Culture is often an afterthought or something that is not well understood. You can often hear someone speak about team meetings, lunch and learns or other transactional events. Yes, these can be part of how culture is defined but they are not what builds culture and they are not a strategic design for building or supporting culture in the business.
The reason culture is more important in a franchised business is because these franchise partners will want to have some level of independence, rightfully so, but have to be part of the brand the franchisor has launched. How culture is defined, in what level of detail it is and how it is part of the strategy are all essential aspects.
What does defining culture, and what I often refer to as “operationalizing culture” do in a franchise business?
A franchise company is one team working together on parallel goals. They are all working to provide great products and services to the customer. They are rewarded and are measured through the profit generated. This all takes effort, resources and time. A strong culture supports this whereas a negative culture actually takes away from this.
The time spent managing conflict, disengagement and course correcting is time not spent generating more sales and as a result, profit.
Partnerships and working relationships (and franchise systems are both of these) have to start from a position of trust. Trust is the foundation and the base of any relationship and when everything starts from a position of trust, everything is better. Culture supports and builds trust.
How can you possibly operationalize culture?
Think about this for a moment? Operationalizing something means to build a step by step process or to detail how exactly you can do something. Culture is the essence of the brand, it is the shared beliefs and it is the way in which we do things. To operationalize this, companies need to create step by step detailed expectations that support the way in which we do things.
To demonstrate, I will share one of dozens, if not hundreds, of examples where culture can be operationalized.
If a company culture was to be collaborative, progressive and supportive of one another (as they should be), you can operationalize that in part by ensuring that virtual meetings support this rather than take away from it. In this example, the organization will insist that participants are logged in 3 to 5 minutes before the meeting starts, have their screens on, are in an office or professional home office workspace and, depending on the meeting size, participate a minimum of once during each meeting. This simple but extremely important approach will support team meetings being productive and culture building rather than destructive and culture damaging. Let’s face it, no one likes being in a meeting when they are being ignored (ie. screens are off).
Franchisors and franchisees have parallel but conflicting needs
Franchisors work to ensure their franchisee locations are profitable and successful, which then supports the build of the brand and the contribution provided through royalties which then funds the support and brand growth.
Franchisees work to ensure their location is profitable and successful, which then supports the growth of bottom line profit which they can then reinvest or use to diversify their portfolio.

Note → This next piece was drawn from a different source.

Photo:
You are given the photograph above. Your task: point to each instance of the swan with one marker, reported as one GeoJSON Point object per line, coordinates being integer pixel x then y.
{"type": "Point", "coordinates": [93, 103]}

Both are working in parallel for the same purpose. Both have conflicting needs. However they aren’t really conflicting, they are complimenting needs. Culture is important so that the franchisee understands that part of their role is to ensure profitability of the franchisor. When you build a culture of collaboration and understanding the needs, less friction is experienced.
This simple yet powerful example is easily resolved by operationalizing culture. It is also essential for the success of the brand. Teaching franchisees about how important franchisor profit is and what royalties are used for is part of the recipe for operationalizing culture. In addition, setting up a Franchise Advisory Council (FAC) with the mandate to improve franchisee profitability and franchisor profitability adds to supporting this culturally.
Disengagement is a systemic issue in franchising, but it doesn’t need to be
I will touch on disengagement in franchising but watch for a future article just on this very topic. Disengagement is a major issue in the franchising industry, but not by design, rather by lack of design. If you were to ask any prospective franchisor if they wanted to grow their company by opening up locations and many of which would be owned by disengaged franchise owners, they would unequivocally say no.
Culture is about trying to get people to be engaged. It is about having that as an expectation, it is about measuring engagement (more on this later) and it is about operationalizing it and making it part of your strategy rather than hoping that your team can improve it over time.
During my business and franchise life, I have seen culture that is everything from incredible to somewhat destructive. As a founder, leader or CEO, you control culture and you owe it to yourself and your team to make this a critical part of your strategy.